Scotland: Exposed: scandal of nuclear leaks at plant

October 30, 2004

A huge area of land has been contaminated from leaks at Hunterston nuclear power station in North Ayrshire . The contamination is much worse than previously suspected, and far more than has been admitted at other nuclear sites in Scotland.

Some 81,000 cubic metres of soil – enough to fill 900 double-decker buses – are laced with radioactivity which for years has been spilling from pipelines and blowing off open-air ponds of nuclear waste.

Although the state-owned company that runs the plant insists that the contamination is “very low-level”, it poses huge clean-up problems. The government regulator, the Nuclear Installations Inspectorate, says the soil will have to be treated and disposed of as radioactive waste.

The contamination has been found at Hunterston A nuclear power station, which is now being decommissioned. The official published inventory of Britain’s nuclear waste estimates the total amount of unpackaged low-level radioactive waste at Hunterston A at no more than 28,860 cubic metres.

But almost three times that amount were found by the Nuclear Decommissioning Authority (NDA), the government body set up to oversee the clean-up of Britain’s nuclear plants. It said the contamination was as a result of “historic leaks”.

Pete Roche, a consultant to Greenpeace, pointed out that Hunterston A’s 81,000 cubic metres is a huge amount of waste. He said: “It dwarfs the amount of waste that we know about at most other nuclear facilities . It will be decades, at least, before the nuclear waste legacy problem is solved.”

The Hunterston A site is run by the British Nuclear Group (BNG) . It claimed that it has known about the contamination “for some time” and that it had been “mainly” caused when the reactors were operating.

“Some of the contamination came from the on-site open-air cooling ponds through some wind-blown contamination within the site,” said a BNG spokesman. “Some would also have been caused by spills from effluent lines within the site.”

Extensive investigations are planned over the next few years to assess the exact volume and level of contamination, he added. In the meantime, the contamination will be managed and monitored to ensure safety of the public, the workforce and the environment.

But experts said that cleaning up and disposing of such a large amount of contaminated soil will not be easy. The only site available for disposing of low-level radioactive waste – Drigg, near the Sellafield nuclear plant in Cumbria – is nearly full.

Chris Ballance, the Green MSP for the south of Scotland, said the discovery of so much contamination was “a complete scandal”. He was present at the NDA stakeholder meeting in Ayrshire where the information was disclosed.

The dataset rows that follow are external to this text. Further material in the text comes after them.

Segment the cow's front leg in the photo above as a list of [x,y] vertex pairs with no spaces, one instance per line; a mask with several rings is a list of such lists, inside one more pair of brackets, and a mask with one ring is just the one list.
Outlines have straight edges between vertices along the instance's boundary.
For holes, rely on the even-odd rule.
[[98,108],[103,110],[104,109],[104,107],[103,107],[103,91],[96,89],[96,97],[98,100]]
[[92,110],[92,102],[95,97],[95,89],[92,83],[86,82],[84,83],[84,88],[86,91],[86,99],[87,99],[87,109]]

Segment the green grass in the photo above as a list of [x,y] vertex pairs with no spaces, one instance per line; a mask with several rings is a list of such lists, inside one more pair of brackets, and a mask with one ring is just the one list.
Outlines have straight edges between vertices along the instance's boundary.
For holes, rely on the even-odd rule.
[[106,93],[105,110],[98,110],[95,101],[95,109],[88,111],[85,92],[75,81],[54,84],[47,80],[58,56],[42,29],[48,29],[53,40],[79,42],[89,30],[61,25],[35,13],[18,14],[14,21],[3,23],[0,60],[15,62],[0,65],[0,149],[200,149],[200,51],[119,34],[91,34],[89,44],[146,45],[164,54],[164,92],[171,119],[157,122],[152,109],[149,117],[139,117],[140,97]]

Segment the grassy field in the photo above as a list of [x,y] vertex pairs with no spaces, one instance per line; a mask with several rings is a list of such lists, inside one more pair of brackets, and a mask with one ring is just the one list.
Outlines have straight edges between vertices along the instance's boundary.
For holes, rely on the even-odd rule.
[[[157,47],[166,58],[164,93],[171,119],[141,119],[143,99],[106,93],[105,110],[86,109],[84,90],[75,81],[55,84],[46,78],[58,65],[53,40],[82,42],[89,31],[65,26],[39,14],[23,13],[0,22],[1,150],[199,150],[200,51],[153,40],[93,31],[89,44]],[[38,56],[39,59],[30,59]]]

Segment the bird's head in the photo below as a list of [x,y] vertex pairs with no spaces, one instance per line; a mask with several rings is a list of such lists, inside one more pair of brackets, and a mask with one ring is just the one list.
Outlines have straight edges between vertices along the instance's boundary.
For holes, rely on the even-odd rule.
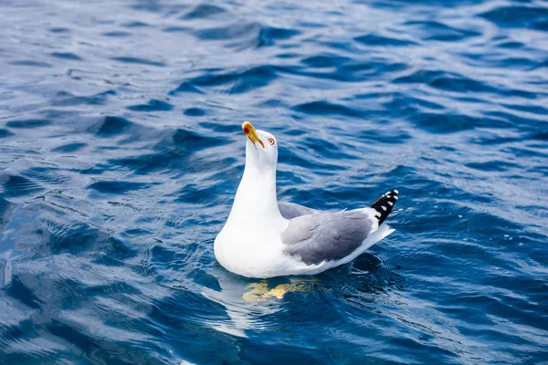
[[261,172],[276,172],[278,163],[278,141],[268,131],[256,130],[244,121],[242,130],[248,137],[246,145],[246,166],[248,164]]

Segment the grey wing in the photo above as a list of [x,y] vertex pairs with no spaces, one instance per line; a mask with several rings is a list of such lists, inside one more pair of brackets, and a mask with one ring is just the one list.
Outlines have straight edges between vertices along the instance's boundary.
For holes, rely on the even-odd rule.
[[374,211],[320,212],[290,219],[281,239],[286,254],[314,265],[348,256],[377,228]]
[[312,208],[307,208],[306,206],[295,204],[293,203],[279,202],[278,207],[281,216],[285,219],[291,219],[300,215],[311,214],[312,213],[318,213],[317,210]]

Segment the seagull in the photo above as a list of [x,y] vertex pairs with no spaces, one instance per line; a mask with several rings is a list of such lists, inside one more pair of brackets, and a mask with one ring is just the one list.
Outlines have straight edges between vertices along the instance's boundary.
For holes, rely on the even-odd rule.
[[323,212],[278,202],[278,141],[242,124],[246,167],[227,223],[214,244],[227,270],[247,277],[315,275],[350,261],[394,232],[385,219],[398,191],[368,207]]

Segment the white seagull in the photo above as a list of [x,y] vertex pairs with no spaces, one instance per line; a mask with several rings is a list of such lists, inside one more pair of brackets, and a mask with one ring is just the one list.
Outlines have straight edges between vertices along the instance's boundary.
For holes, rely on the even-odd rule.
[[215,240],[215,256],[227,270],[248,277],[314,275],[346,264],[392,232],[383,222],[397,190],[372,205],[321,212],[278,202],[278,141],[246,121],[246,168],[232,210]]

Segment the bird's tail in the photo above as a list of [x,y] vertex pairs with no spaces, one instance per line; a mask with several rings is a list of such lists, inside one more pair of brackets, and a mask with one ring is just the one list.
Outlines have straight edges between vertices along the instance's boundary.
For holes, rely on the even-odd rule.
[[379,221],[379,225],[385,222],[385,219],[392,212],[392,208],[394,208],[394,204],[397,201],[397,190],[393,190],[383,194],[376,202],[373,204],[369,205],[370,208],[373,208],[376,211],[374,214],[375,218]]

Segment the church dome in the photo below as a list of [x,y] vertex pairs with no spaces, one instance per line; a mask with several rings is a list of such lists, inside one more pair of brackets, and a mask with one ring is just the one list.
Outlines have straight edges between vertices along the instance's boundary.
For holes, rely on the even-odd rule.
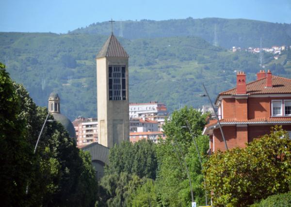
[[53,113],[52,114],[55,120],[61,123],[65,129],[68,131],[70,137],[76,137],[75,128],[70,119],[62,114]]
[[53,92],[52,93],[50,93],[50,94],[49,94],[49,98],[52,98],[53,99],[57,99],[59,98],[59,95],[57,93]]

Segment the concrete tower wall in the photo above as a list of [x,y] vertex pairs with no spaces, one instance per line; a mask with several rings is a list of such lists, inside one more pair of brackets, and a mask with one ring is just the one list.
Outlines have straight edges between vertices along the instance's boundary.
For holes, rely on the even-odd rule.
[[[109,65],[126,66],[126,100],[109,100]],[[97,59],[98,143],[110,148],[129,139],[128,67],[128,58]]]

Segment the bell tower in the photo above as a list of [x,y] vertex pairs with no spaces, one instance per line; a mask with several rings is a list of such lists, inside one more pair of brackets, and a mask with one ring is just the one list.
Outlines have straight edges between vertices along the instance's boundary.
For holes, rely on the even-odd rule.
[[60,98],[57,93],[51,93],[48,97],[48,111],[51,113],[61,113]]
[[129,58],[113,33],[96,57],[98,142],[110,148],[129,139]]

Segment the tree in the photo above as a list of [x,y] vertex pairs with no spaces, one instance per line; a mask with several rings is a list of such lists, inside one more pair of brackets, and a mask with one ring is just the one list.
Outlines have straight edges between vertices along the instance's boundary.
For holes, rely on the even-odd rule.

“Is the Ayrshire coast always going to be radioactive around Hunterston? Is the site always going to have to be protected against people with malicious intent?” he asked.

The Hunterston revelations are going to be raised at Westminster by the Welsh anti-nuclear Labour MP, Llew Smith. He has put down a parliamentary question demanding details of the contamination and what is being done to remove it.

The Nuclear Installations Inspectorate wasn’t able to comment in detail on the situation at Hunterston A, but a spokesman did say that its policy was that contaminated soil should be treated as radioactive waste and disposed of accordingly.

The Scottish Environment Protection Agency (Sepa) was aware of the contamination. “Our understanding is that the main incident leading to the contamination arose in the 1970s,” said a spokeswoman.

“If contamination … is found outside the site boundaries, then Sepa would consider what action should be taken. If there were any recent breaches of authorisation or ongoing releases, then Sepa would use its legislative powers appropriately.”

The south of Scotland is also facing another risk from the de commissioning of the four reactors at Chapelcross, near Annan in Dumfries and Galloway. BNG has confirmed that 40,000 nuclear fuel rods are due to be shipped south from the site between 2005 and 2007.